Diretas já

“Ontem, eu estava em frente ao Palácio do Planalto, onde o povo pedia Diretas Já e investigação. Eu havia acabado de sair de uma reunião com vários deputados de todos os partidos, que pedem o afastamento imediato do presidente, e a sua renúncia para que a gente possa ter clareza nas investigações. É uma vergonha um presidente querer obstruir a justiça. É vergonhoso o Brasil estar neste momento em que poderíamos ter outro direcionamento. Sabemos que estão usando as Reformas Trabalhistas e Previdenciária para penalizar, ainda mais, o cidadão e, neste momento, fazer com que não possamos ter as reformas necessárias. Devemos ter o direito de votar e escolher o novo presidente. Perdemos a legitimidade com o Temer, ele não é legítimo, e é de extrema importância estamos atentos a isso.

Estamos fazendo vigília na Câmara, vamos entrar com pedido de impeachment, afastamento do Supremo, ação inominada, eleições diretas e, neste momento, pedir ainda mais força nas investigações de deputados envolvidos nesse escândalo, que agora envolve, diretamente, o presidente.

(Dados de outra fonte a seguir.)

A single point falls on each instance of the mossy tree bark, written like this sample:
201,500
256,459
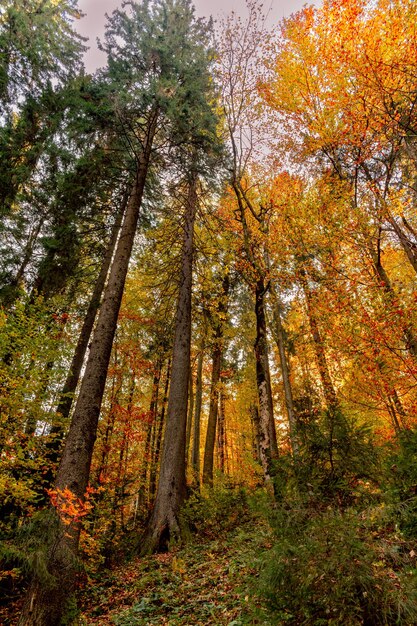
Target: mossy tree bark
164,525
46,601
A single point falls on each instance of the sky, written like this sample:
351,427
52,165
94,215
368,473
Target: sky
92,25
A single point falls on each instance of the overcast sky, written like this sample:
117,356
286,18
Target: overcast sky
92,25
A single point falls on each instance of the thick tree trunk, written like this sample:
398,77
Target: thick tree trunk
268,447
163,525
158,439
278,333
65,401
45,603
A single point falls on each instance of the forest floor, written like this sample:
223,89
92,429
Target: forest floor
211,580
208,581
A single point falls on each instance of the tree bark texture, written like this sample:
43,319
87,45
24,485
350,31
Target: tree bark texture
286,383
197,414
158,436
326,381
163,525
268,446
67,394
213,412
74,469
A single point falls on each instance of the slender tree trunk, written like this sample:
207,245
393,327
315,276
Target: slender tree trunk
409,247
326,381
144,483
197,415
213,410
221,440
409,338
267,434
163,525
217,355
65,401
190,414
45,603
256,433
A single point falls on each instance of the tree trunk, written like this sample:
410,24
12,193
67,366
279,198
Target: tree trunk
163,525
213,410
278,333
268,447
45,603
215,382
326,381
409,339
190,413
197,415
158,439
409,247
221,440
65,401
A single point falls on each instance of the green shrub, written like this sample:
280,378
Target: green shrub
331,568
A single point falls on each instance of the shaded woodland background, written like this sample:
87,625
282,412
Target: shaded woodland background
208,289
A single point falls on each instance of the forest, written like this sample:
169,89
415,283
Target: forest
208,317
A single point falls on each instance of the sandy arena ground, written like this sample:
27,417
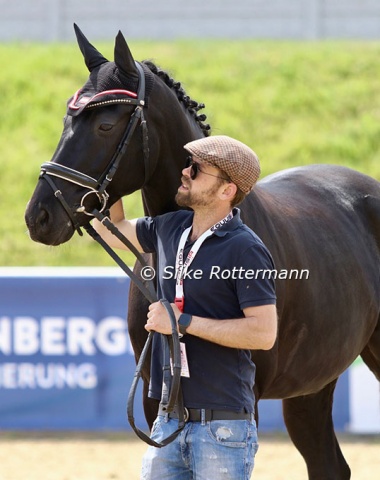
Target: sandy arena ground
118,456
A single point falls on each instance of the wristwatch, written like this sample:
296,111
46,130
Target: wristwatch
183,322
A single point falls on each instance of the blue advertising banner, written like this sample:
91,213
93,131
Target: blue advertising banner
66,361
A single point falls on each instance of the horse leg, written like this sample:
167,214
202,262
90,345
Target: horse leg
371,353
310,426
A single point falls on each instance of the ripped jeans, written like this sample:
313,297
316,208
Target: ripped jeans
216,450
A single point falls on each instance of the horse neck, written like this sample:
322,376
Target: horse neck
159,192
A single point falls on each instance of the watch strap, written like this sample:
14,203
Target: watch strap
183,322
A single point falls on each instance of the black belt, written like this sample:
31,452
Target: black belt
206,415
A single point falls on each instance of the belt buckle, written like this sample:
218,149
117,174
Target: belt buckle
186,414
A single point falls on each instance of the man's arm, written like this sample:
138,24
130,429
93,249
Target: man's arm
257,330
126,227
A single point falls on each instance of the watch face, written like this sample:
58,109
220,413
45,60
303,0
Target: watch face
183,322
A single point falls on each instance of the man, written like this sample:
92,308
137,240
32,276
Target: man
207,259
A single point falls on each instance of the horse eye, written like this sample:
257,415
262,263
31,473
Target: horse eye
105,127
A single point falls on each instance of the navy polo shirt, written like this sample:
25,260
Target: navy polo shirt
224,278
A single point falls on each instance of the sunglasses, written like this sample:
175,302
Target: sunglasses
196,168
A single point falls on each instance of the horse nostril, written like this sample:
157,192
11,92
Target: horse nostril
42,218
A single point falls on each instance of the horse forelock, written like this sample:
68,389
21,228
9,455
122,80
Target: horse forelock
191,105
108,78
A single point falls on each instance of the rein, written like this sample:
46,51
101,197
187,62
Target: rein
171,392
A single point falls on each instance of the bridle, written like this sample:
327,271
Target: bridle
171,392
99,186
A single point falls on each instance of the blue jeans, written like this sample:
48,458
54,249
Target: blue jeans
216,450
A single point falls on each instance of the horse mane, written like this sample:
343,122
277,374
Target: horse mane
191,106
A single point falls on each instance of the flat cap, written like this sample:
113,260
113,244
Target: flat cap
237,160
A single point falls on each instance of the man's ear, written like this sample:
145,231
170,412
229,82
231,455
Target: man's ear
228,191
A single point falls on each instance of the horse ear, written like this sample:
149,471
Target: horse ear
91,56
123,57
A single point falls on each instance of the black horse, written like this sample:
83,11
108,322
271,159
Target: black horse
321,218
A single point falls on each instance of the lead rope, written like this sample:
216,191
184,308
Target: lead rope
171,399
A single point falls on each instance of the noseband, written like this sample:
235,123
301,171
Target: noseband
98,187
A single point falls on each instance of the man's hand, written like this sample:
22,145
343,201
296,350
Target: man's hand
158,318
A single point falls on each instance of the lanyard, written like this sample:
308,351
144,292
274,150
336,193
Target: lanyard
181,266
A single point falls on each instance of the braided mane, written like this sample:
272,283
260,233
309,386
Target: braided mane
192,106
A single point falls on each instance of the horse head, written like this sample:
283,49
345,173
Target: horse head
115,135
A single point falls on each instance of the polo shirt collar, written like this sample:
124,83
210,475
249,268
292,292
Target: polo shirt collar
234,223
231,225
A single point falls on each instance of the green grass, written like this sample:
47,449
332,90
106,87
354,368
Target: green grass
294,103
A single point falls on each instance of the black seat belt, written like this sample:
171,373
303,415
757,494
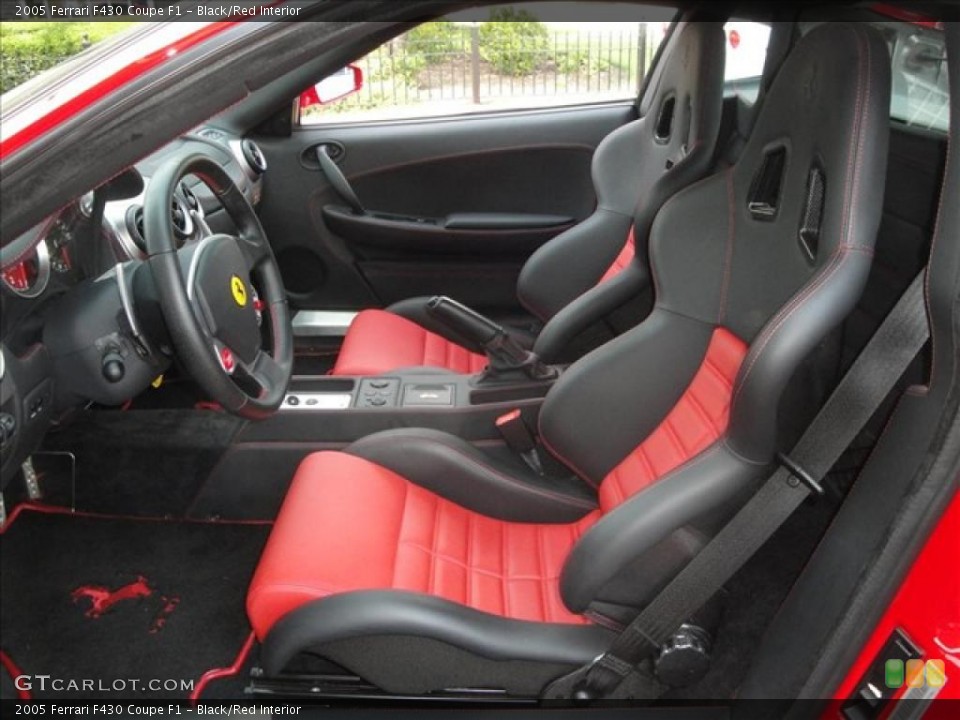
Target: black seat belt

Vamos, também, ao Supremo pedir a celeridade do TSE na questão que julga a chapa Dilma/Temer, marcada para o dia 6 de junho. O Brasil não pode ficar parado esperando até essa data, aguardando uma decisão do Tribunal Superior Eleitoral, sendo que a chapa pode acabar de uma vez por todas.

Os deputados da Câmara e do Senado não têm condições de assumir a Presidência por um período integral através de eleições indiretas. Por isso, também, estamos entrando com o pedido da PEC das Eleições Diretas para que possamos ter as eleições no Brasil e votar, fazer com que o povo participe desse processo de legitimar um presidente, que possa dar dignidade e levantar a responsabilidade que temos com o nosso país.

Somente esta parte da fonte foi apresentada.